MasterCard and Visa ask UK tribunal to halt new mass actions


MasterCard (MA.N) and Visa (V.N) are battling a dispute over fees charged to retailers. On Monday, their lawyers told a London tribunal the proposed joint lawsuits are pointless.

The two firms are already facing litigation in London over so-called multilateral interchange fees, which retailers pay when customers use a card to make a purchase.

Hundreds of claimants have sued Visa and MasterCard at London’s Competition Appeal Tribunal, which is currently handling the cases together.

The Special Purpose Vehicle Commercial and Interregional Card Claims (CICC) brought another lawsuit against Visa and MasterCard remaining year, in search of damages on behalf of traders who have been overcharged.

The CICC is asking the tribunal to certify its cases under the UK’s Collective Actions Act, which is roughly equivalent to the US class action system.

Its lawyer, Michael Bosher, said on Monday that claimants in its lawsuit will include small businesses that have not sued Visa or MasterCard because of a lack of resources or their “risk appetite.

He argued that allowing CICC cases to proceed would “ensure that the benefits of justice and compensation are not limited to a narrow section of potential claimants”. Bausher said in written arguments that most potential claimants — 85% of visa cases — have yet to file.

But lawyers for Visa and MasterCard say the need for a joint process is diminished by the fact that thousands of merchants have already sued them.
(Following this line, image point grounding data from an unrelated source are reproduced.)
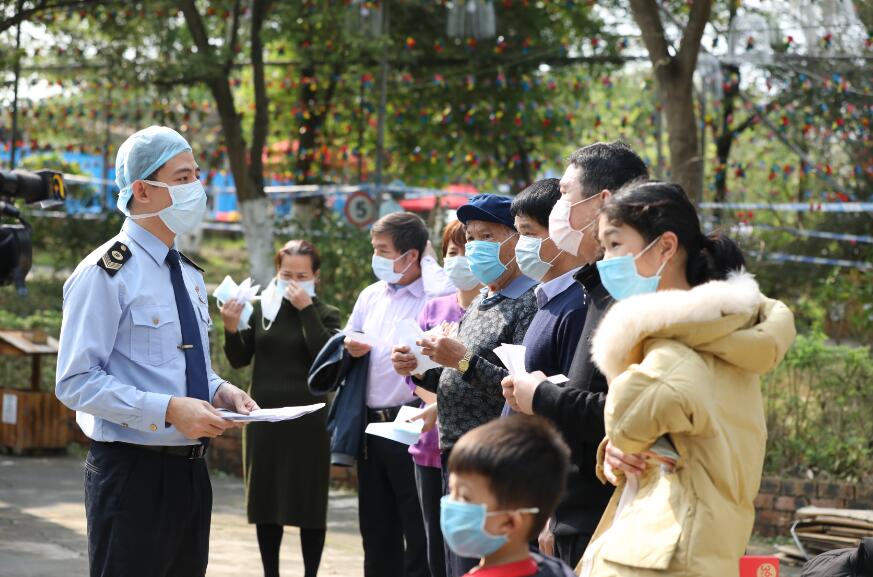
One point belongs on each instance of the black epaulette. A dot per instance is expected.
(191, 262)
(118, 254)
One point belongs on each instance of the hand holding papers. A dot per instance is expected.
(519, 386)
(406, 333)
(270, 415)
(367, 339)
(401, 429)
(512, 357)
(244, 293)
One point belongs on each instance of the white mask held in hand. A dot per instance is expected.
(245, 292)
(561, 231)
(271, 301)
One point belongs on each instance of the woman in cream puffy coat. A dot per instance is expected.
(683, 351)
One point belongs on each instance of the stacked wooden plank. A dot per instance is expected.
(819, 529)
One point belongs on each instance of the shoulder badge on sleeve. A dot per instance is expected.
(114, 258)
(191, 262)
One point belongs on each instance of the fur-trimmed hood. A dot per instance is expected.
(730, 319)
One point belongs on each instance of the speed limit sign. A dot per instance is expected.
(360, 209)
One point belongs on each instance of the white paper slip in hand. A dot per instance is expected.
(512, 357)
(406, 332)
(270, 415)
(367, 339)
(400, 430)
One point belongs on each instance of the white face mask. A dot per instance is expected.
(383, 268)
(271, 301)
(187, 210)
(308, 286)
(561, 231)
(458, 270)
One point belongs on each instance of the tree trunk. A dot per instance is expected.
(674, 74)
(257, 221)
(685, 159)
(254, 206)
(724, 140)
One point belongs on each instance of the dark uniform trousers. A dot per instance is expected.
(389, 512)
(148, 513)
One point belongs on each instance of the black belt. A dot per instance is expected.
(188, 451)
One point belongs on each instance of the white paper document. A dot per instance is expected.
(400, 429)
(512, 357)
(367, 339)
(406, 332)
(270, 415)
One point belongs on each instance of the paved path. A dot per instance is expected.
(42, 526)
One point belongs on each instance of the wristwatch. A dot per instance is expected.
(464, 363)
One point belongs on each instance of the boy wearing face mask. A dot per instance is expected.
(505, 478)
(554, 331)
(134, 364)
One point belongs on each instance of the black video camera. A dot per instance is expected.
(16, 250)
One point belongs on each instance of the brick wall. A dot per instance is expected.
(779, 499)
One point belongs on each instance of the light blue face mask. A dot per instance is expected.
(186, 212)
(458, 271)
(383, 268)
(620, 277)
(527, 255)
(484, 259)
(463, 527)
(307, 285)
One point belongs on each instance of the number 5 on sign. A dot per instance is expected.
(360, 209)
(759, 566)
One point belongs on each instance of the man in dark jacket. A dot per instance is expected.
(576, 407)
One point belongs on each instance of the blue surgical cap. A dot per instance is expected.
(143, 153)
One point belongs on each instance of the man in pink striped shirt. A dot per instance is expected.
(388, 507)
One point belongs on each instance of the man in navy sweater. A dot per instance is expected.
(554, 331)
(576, 407)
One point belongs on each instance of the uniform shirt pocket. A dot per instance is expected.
(205, 324)
(154, 334)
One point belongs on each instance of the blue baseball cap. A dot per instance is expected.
(488, 207)
(143, 153)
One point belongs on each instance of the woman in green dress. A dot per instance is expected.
(287, 464)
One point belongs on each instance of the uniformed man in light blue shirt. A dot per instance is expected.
(134, 365)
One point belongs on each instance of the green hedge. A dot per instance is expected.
(818, 404)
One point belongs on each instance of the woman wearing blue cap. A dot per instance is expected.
(468, 386)
(133, 363)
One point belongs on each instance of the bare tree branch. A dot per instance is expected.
(234, 34)
(261, 124)
(648, 18)
(197, 28)
(46, 6)
(689, 46)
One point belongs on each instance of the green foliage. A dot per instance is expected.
(818, 410)
(59, 242)
(40, 310)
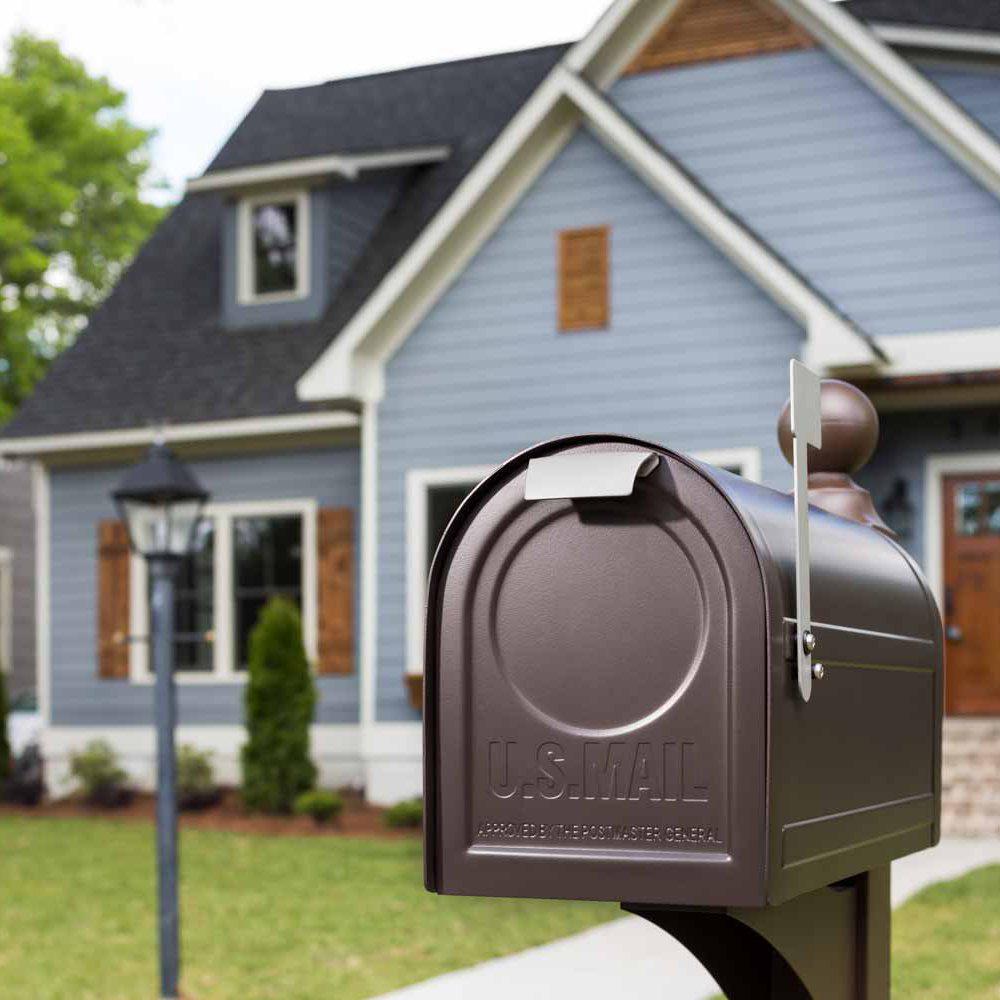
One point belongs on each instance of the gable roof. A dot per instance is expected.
(353, 365)
(955, 15)
(155, 351)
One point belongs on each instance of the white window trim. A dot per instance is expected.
(223, 667)
(6, 609)
(245, 293)
(418, 484)
(936, 468)
(748, 462)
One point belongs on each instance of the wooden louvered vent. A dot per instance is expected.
(583, 279)
(336, 590)
(113, 580)
(708, 30)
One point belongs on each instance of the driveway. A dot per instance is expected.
(630, 957)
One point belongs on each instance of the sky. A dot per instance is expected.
(192, 68)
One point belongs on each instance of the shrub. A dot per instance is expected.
(5, 760)
(26, 783)
(408, 814)
(101, 777)
(196, 788)
(322, 805)
(280, 699)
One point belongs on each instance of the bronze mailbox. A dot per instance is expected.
(611, 710)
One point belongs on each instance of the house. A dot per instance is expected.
(17, 586)
(383, 286)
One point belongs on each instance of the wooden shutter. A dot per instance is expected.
(708, 30)
(113, 582)
(583, 279)
(336, 590)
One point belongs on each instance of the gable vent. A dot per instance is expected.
(708, 30)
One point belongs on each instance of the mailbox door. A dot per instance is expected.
(596, 693)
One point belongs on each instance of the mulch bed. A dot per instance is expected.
(359, 819)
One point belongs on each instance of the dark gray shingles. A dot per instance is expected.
(962, 15)
(155, 351)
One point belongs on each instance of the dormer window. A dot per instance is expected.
(273, 249)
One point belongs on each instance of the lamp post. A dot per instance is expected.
(160, 501)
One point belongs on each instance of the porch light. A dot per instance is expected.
(160, 501)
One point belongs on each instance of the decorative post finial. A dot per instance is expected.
(850, 435)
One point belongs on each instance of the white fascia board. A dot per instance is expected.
(905, 88)
(950, 352)
(619, 36)
(339, 373)
(179, 433)
(833, 336)
(944, 39)
(347, 165)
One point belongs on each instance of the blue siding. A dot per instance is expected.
(343, 218)
(696, 357)
(864, 205)
(79, 499)
(907, 440)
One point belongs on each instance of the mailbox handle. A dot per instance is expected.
(586, 474)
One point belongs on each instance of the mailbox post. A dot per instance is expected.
(613, 706)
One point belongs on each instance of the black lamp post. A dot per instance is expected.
(160, 502)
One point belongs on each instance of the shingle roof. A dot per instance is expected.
(960, 15)
(155, 350)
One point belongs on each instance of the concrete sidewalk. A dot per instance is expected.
(630, 957)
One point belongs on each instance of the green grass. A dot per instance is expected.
(317, 917)
(946, 941)
(262, 917)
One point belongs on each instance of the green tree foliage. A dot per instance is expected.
(71, 169)
(4, 744)
(280, 700)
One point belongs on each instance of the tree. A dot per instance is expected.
(280, 700)
(72, 167)
(4, 744)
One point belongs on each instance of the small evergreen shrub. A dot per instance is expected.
(5, 760)
(322, 805)
(408, 814)
(100, 776)
(196, 787)
(26, 782)
(280, 700)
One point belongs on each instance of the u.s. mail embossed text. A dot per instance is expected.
(668, 771)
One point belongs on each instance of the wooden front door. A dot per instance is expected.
(972, 593)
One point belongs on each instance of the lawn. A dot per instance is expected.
(946, 941)
(263, 917)
(302, 918)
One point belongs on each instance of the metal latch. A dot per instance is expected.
(807, 429)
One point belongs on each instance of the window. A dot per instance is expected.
(267, 562)
(583, 279)
(273, 248)
(745, 462)
(194, 604)
(432, 497)
(245, 554)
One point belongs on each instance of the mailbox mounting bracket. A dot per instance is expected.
(807, 430)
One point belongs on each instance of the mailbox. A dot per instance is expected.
(611, 705)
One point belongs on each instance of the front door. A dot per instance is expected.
(972, 593)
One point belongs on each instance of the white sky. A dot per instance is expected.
(192, 68)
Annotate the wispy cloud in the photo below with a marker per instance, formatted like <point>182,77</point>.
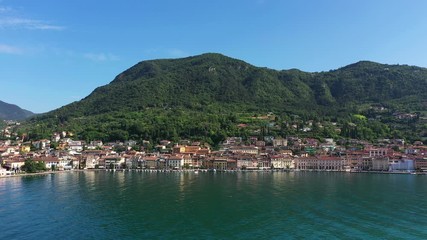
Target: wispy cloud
<point>15,22</point>
<point>101,57</point>
<point>8,49</point>
<point>5,9</point>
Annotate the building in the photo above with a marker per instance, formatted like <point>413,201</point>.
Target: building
<point>320,163</point>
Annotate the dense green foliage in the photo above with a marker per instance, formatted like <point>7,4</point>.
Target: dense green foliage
<point>13,112</point>
<point>208,96</point>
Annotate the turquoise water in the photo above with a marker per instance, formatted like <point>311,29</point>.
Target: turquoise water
<point>251,205</point>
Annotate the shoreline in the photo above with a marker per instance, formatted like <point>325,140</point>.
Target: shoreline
<point>201,170</point>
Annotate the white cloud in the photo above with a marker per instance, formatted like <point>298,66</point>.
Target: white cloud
<point>7,49</point>
<point>101,57</point>
<point>14,22</point>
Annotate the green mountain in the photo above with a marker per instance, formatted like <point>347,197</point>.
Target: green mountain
<point>13,112</point>
<point>206,96</point>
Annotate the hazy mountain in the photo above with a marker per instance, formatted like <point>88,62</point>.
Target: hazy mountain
<point>152,93</point>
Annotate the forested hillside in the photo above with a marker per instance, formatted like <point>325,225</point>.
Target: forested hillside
<point>211,96</point>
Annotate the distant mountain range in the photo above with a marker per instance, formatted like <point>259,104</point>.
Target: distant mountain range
<point>12,112</point>
<point>151,93</point>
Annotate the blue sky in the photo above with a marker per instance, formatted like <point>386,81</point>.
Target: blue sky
<point>55,52</point>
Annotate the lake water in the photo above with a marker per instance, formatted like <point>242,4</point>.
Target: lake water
<point>249,205</point>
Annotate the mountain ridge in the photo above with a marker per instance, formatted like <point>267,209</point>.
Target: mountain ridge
<point>13,112</point>
<point>220,87</point>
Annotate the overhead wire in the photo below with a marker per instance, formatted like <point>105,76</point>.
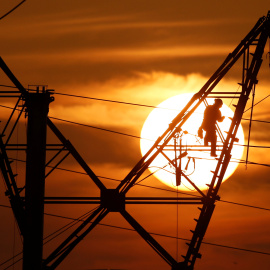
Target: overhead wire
<point>140,137</point>
<point>81,219</point>
<point>3,16</point>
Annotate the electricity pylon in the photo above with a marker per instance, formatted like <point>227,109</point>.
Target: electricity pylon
<point>27,202</point>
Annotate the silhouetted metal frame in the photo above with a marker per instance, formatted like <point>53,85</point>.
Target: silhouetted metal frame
<point>261,30</point>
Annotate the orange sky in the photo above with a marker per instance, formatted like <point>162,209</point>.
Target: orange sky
<point>140,52</point>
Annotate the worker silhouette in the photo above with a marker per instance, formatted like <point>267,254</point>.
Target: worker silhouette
<point>212,114</point>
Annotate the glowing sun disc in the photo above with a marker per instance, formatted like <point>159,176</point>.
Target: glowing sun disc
<point>197,165</point>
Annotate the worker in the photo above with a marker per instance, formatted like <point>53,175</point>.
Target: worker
<point>212,114</point>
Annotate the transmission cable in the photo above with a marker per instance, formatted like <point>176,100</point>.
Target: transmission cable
<point>2,17</point>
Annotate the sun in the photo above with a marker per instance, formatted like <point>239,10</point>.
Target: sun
<point>197,165</point>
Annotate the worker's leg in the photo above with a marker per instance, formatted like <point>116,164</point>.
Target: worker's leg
<point>206,138</point>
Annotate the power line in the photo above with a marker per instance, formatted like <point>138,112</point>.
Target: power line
<point>80,219</point>
<point>136,104</point>
<point>163,189</point>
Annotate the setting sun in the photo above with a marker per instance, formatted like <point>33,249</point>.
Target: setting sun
<point>198,165</point>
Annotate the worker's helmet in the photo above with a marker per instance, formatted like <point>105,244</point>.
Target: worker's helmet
<point>218,101</point>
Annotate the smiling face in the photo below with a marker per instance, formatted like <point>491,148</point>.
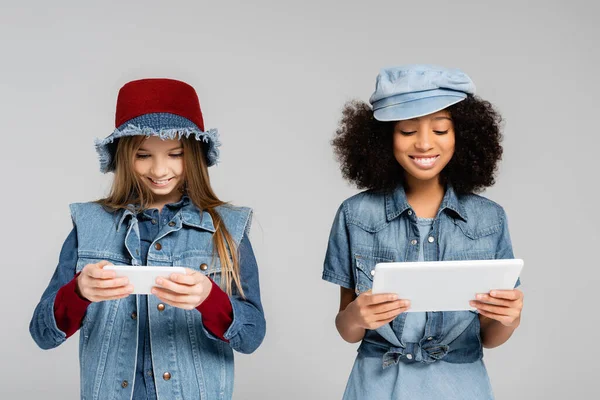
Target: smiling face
<point>423,146</point>
<point>159,165</point>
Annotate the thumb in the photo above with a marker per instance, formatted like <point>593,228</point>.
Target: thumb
<point>103,264</point>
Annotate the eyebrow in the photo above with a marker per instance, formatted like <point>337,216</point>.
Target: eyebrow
<point>434,119</point>
<point>173,149</point>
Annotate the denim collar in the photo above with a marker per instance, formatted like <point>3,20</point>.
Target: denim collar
<point>396,203</point>
<point>190,214</point>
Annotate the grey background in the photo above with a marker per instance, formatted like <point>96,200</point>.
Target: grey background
<point>272,76</point>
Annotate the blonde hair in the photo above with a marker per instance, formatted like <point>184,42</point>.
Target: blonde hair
<point>127,189</point>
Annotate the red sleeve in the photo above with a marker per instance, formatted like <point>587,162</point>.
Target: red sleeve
<point>217,313</point>
<point>69,308</point>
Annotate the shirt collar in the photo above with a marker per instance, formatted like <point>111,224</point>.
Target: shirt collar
<point>190,214</point>
<point>396,203</point>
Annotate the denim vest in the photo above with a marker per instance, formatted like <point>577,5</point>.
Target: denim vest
<point>373,227</point>
<point>189,362</point>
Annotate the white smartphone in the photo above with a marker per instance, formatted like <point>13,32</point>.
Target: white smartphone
<point>143,279</point>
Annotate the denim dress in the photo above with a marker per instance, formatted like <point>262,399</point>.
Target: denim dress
<point>440,380</point>
<point>423,355</point>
Visa’s attorney Brian Kennelly stated in courtroom docket filings that greater than 2, three hundred UK claimants are currently suing Visa, more than 250 with a turnover of fewer than 5 million pounds ($4 million).

“These proposed collective complaints aren’t approximately imparting get right of entry to justice for folks who can not are seeking for justice for themselves,” he added.